Parapsychologists are constantly protesting that they are playing by all the standard scientific rules, and yet their results are being ignored - that they are unfairly being held to higher standards than everyone else. I'm willing to believe that. It just means that the standard statistical methods of science are so weak and flawed as to permit a field of study to sustain itself in the complete absence of any subject matter.
— Eliezer Yudkowsky, Frequentist Statistics are Frequently Subjective
Imagine if, way back at the start of the scientific enterprise, someone had said, "What we really need is a control group for science - people who will behave exactly like scientists, doing experiments, publishing journals, and so on, but whose field of study is completely empty: one in which the null hypothesis is always true.
"That way, we'll be able to gauge the effect of publication bias, experimental error, misuse of statistics, data fraud, and so on, which will help us understand how serious such problems are in the real scientific literature."
Isn't that a great idea?
By an accident of historical chance, we actually have exactly such a control group, namely parapsychologists: people who study extra-sensory perception, telepathy, precognition, and so on.
There's no particular reason to think parapsychologists are doing anything other than what scientists would do; their experiments are similar to those of scientists, they use statistics in similar ways, and there's no reason to think they falsify data any more than any other group.

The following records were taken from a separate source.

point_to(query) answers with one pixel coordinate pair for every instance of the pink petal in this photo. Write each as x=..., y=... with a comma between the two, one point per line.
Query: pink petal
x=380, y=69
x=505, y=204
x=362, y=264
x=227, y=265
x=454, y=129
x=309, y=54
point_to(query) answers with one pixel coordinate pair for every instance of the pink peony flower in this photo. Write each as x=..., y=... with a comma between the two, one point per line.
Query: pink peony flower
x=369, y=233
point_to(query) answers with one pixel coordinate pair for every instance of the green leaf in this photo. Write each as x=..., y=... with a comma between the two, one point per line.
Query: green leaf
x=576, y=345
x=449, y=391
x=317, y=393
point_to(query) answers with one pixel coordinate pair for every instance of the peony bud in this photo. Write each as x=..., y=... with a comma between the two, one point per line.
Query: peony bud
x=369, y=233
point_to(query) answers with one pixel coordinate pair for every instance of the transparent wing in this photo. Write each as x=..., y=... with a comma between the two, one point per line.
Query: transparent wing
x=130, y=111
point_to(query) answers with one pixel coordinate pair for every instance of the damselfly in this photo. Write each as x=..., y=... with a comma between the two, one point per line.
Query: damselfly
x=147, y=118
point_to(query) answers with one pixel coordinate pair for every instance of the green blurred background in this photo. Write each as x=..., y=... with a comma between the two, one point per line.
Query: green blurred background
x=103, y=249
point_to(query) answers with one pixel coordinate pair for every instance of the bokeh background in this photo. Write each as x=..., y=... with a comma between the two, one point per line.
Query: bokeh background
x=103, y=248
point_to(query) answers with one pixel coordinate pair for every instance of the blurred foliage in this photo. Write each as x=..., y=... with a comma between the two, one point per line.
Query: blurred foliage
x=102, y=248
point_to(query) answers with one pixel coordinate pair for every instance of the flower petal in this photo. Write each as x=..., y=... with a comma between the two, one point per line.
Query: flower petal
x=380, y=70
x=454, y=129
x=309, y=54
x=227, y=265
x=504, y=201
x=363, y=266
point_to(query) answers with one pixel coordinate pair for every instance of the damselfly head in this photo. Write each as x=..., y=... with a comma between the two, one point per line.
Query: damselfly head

Yet despite the fact that their null hypotheses are always true, parapsychologists get positive results.
This is disturbing, and must lead us to wonder how many positive results in real science are actually wrong.

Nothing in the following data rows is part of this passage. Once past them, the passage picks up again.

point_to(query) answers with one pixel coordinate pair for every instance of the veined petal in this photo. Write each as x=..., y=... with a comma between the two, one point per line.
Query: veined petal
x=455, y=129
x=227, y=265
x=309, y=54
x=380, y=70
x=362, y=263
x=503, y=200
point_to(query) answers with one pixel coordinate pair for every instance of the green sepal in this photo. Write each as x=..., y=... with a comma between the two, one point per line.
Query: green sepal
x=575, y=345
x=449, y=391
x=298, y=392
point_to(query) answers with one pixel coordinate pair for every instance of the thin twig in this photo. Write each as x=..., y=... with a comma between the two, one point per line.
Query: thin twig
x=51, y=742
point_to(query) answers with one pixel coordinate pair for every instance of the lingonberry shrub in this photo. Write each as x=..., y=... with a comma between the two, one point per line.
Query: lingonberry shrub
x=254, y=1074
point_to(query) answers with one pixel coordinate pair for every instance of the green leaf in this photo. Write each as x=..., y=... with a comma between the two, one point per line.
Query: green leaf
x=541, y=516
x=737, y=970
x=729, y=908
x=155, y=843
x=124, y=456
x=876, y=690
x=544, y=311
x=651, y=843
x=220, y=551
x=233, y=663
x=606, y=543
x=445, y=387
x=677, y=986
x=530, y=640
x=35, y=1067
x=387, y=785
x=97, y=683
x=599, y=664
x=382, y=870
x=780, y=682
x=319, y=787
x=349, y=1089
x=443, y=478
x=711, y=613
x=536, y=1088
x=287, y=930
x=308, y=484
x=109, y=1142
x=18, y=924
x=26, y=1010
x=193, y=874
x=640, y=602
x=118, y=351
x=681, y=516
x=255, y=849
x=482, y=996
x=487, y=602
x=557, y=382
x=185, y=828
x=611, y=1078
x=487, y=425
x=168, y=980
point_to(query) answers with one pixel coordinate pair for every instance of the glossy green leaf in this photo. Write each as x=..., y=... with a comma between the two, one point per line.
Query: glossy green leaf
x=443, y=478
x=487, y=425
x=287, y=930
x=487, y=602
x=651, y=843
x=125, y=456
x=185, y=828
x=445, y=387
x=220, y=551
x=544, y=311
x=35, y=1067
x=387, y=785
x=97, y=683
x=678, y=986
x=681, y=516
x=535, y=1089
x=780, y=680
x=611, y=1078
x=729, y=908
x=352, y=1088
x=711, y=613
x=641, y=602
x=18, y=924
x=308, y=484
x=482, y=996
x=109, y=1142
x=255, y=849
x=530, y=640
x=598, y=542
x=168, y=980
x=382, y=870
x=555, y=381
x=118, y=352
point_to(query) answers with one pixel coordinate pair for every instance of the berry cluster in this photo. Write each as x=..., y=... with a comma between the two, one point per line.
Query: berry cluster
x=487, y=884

The point of all this is not to mock parapsychology for the sake of it, but rather to emphasise that parapsychology is useful as a control group for science. Scientists should aim to improve their procedures to the point where, if the control group used these same procedures, they would get an acceptably low level of positive results. That this is not yet the case indicates the need for more stringent scientific procedures.
Acknowledgements
The idea for this mini-essay and many of its actual points were suggested by (or stolen from) Eliezer Yudkowsky's Frequentist Statistics are Frequently Subjective, though the idea might have originated with Michael Vassar.
This was originally published at a different location on the web, but was moved here for bandwidth reasons at Eliezer's suggestion.
Comments / criticisms
A discussion on Hacker News contained one very astute criticism: that some things which may once have been considered part of parapsychology actually turned out to be real, though with perfectly sensible, physical causes. Still, I think this is unlikely for the more exotic subjects like telepathy, precognition, et cetera.
The idea is good. I'm afraid that it may be interpreted as meaning that we need to increase our publication standards from 95% confidence intervals to 98% confidence intervals. I think scientists already have a dangerously strong bias to reject anything that fails to meet a 95% confidence interval. If someone has a good idea, with good theoretical reasoning behind it; and they run some experiments but don't hit 95%, it's still worth considering.
There are also all sorts of data-collection tasks which are routinely thrown out if they fall below 95% confidence, when they shouldn't be. People doing any sort of genomics work routinely fail to report gene associations at less than 95% confidence. The fact is that, when we're taking millions of pieces of data and putting them into a computer program to compute reliability scores, ALL data should be saved and used. Most of the information scientists produce is in the large mass of low-confidence predictions. There is much more information in 100,000 50%-confidence predictions than in a dozen 95%-confidence predictions.
I agree that all data should be saved, and that there's much more information in 100,000 50%-confidence predictions than in a dozen 95%-confidence predictions. But ask a biologist which they'd prefer (ETA: I have actually done this, more or less) and they'll take the dozen 95%-confidence predictions, because they're just going to turn around and use bog-standard low-throughput experimental techniques to dig deeper. From the biologists' decision theory perspective, false positives are a lot more costly than false negatives.